Lake sued the hospital and received a settlement. Terms of the agreement prevent her from discussing the amount or the hospital, identified in press reports as Washington Hospital Center in Washington, D.C. Hospital officials there did not respond to questions about the case.
“It’s been ‘resolved,’ that’s the term I can use,” Lake said. “What price is your mother’s face worth?”
Lake, Talbert and other victims of surgical fires want to see a mandatory national system that tracks the incidents, instead of inconsistent reports to the federal Food and Drug Administration or the Joint Commission, the national accrediting agency for hospitals.
“I don’t think they’re getting reported as diligently as they could be,” said Lake, who has heard from hundreds of victims and their families and friends. “They tell me their kids have been burned during tonsillectomies; women tell me they’ve been burned during vaginal surgeries.”
Concern over surgical fires declined after the 1970s, when safer anesthetics replaced highly flammable products such as ether. The worry has resumed in recent years with increased use of electrosurgical devices and the replacement of cloth hospital drapes with disposable synthetic fabric products. Although both are flammable, the thinner disposable drapes may burn faster.
Medical groups back changes
Still, Bruley said he doesn’t see a need for a national reporting requirement. Several national groups, including the American Society of Anesthesiologists, the American Academy of Surgeons, the American Academy of Otolaryngology — Head and Neck Surgery, and the Association of PeriOperative Registered Nurses have adopted new recommendations or expanded education programs.
Bruley is working now on a Web-based training program that will bring the basics of fire prevention to even the most remote hospitals and care centers.
“When you have specific recommendations on a specific hazard, people listen,” he said.

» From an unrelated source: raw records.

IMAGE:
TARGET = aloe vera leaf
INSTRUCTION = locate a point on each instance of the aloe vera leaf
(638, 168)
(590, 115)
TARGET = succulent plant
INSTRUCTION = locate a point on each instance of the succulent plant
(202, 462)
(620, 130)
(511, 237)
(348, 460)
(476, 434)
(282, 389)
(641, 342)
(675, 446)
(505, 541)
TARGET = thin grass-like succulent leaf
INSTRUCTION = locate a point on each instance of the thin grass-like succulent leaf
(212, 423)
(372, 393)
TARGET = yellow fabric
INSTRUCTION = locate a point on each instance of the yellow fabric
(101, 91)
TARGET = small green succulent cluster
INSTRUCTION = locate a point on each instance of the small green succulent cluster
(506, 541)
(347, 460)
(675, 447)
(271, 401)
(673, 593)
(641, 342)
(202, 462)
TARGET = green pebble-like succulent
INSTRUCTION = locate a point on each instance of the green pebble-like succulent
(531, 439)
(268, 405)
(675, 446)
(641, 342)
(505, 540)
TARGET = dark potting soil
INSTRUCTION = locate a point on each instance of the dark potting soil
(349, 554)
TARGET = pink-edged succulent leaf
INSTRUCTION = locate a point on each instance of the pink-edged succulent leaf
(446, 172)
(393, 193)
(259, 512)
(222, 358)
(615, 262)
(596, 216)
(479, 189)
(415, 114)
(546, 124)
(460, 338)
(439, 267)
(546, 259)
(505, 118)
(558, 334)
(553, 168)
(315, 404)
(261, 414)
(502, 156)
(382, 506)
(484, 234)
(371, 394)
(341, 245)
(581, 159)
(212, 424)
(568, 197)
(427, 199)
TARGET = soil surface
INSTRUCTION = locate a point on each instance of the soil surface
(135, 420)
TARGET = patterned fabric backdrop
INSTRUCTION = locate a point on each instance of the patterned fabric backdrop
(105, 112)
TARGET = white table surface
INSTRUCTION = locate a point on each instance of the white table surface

Education is a start, said Talbert, who continues to adjust to the scars on her face. She suspects, however, that it will take much more awareness and effort to make any real difference in hospital procedures. Like other shocking medical errors, such as objects left behind after surgery or operations on the wrong body part, surgical fires are regarded as a rare problem, she said.
But, she added, they’re devastating if you’re the one affected.
“People who don’t know me, they do still stare,” Talbert said. “I try not to let it bother me, but I still have problems and I think I always will.”